Didihat ist ein kleiner Ort von 6000 Einwohnern in Uttrakhand, nahe der Nepalesischen Grenze. Die Reise ist lang und umständlich. Von Delhi benötigt man mit Bus und Bahn mindestens zwei Tage.

So kommt, es, dass sich hierher kaum ein Tourist, geschweige denn ein Ausländer verirrt und ich mich bisher auch nicht, denn öffentliche Transportmittel in Indien und deren mehrfache Nutzung über Tage sind anstrengend.

Doch nun ergab sich, dass ich wegen des Ablaufs meines Visa nach Nepal ausreisen musste und so, gar nicht mehr allzu fern von Didihat entfernt war (nur noch 8 Autostunden). Außerdem würde Rajesh (der Kommandant) selbst nur noch wenige Tage hier sein, da er nach drei Jahren in Didihat, einen neuen Standort zugeteilt bekommen hat.

Also nutze ich die günstigen Umstände und meine letzte Chance und reise nach Didihat in das SSB Lager.

Hier wohne ich seit etwa einer Woche und ich muss sagen, dass es mir hier gut geht. Sehr gut sogar. Da ich als Gast des Kommandanten vor Ort bin, teile ich vieler seiner Privilegien: es wird für mich gekocht, ich darf meine Wäsche zum Waschen abgeben, beim Tennisspiel, stehen 5 Soldaten um uns herum, die die Bälle sammeln und auf meinen täglichen Fahrradtouren durch die beeindruckende Umgebung der Kumoun Berge, habe ich ein ganzes Begleit -Team um mich, das mich führt und auf mich aufpasst.

Ich kenne die Mountainbiker des SSB Teams gut von den Rennen in Indien und so macht es extra Spaß mit den Jungs und den zwei Mädels unterwegs zu sein . So verbessere ich nicht nur meine Fähigkeiten auf dem Mountainbike, sondern auch mein Hindi ☺.

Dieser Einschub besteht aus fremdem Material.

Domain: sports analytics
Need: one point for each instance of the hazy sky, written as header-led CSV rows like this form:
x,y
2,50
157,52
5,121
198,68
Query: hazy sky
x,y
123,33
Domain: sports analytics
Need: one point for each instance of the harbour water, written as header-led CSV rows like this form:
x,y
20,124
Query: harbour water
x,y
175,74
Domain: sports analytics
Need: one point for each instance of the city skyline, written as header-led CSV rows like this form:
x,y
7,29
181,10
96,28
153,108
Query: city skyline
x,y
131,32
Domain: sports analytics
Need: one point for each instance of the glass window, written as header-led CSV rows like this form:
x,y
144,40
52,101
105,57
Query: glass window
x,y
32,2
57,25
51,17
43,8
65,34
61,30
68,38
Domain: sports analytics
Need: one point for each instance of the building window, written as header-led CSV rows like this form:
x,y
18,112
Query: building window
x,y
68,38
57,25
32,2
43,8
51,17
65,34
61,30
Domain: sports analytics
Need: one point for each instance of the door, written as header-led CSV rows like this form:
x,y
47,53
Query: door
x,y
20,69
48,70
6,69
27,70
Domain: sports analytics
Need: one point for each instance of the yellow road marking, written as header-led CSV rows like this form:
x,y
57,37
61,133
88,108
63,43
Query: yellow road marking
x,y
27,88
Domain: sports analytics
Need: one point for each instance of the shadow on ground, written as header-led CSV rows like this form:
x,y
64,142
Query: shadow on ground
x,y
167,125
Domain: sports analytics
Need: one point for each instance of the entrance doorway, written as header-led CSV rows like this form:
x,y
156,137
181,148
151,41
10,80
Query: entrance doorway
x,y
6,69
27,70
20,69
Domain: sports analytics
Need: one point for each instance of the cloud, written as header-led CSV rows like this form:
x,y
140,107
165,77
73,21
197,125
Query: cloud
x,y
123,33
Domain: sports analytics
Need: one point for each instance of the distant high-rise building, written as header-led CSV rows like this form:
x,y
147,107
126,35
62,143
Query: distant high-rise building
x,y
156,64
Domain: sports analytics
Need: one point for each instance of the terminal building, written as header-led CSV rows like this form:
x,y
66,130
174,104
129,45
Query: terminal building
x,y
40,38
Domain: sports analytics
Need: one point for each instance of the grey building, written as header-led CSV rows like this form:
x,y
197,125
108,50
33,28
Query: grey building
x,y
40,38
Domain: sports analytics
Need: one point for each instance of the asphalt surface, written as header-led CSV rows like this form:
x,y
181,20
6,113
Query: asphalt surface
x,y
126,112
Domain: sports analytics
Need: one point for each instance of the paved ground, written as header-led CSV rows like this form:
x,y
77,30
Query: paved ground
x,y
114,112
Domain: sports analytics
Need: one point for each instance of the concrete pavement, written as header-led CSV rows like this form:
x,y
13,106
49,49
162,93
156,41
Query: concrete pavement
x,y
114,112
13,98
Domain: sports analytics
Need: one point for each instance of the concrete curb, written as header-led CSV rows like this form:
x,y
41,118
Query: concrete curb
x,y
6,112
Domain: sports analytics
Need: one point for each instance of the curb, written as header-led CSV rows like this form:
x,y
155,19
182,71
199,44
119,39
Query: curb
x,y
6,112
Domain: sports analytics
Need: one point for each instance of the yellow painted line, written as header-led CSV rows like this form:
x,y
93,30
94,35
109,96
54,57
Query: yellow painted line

Nach meiner morgendlichen Yoga Praxis und einem Frühstück im Garten, geht es mit dem Team raus auf die Trails. Wow, noch nie hatte ich so einen Fahrspaß auf dem Mountainbike: Unbefahrene Straßen, tolle Jeep-Pisten, unendlich viele Singletrails. Täglich unternehmen wir eine andere Tour. Abwechslung pur. Und dann ist da diese Landschaft: auf 1700 m gelegen, befindet sich Didihat in einer unberührten Hügellandschaft. Es ist grün, es ist wild, es ist so friedlich hier. Hier gibt es nur ein paar umliegende Dörfer, deren Dorfbewohner wir hin und wieder beim Gras sammeln, Ziegen hüten oder der Feldbewirtschaftung sehen. Ansonsten ist es hier einfach nur ruhig und völlig unberührt.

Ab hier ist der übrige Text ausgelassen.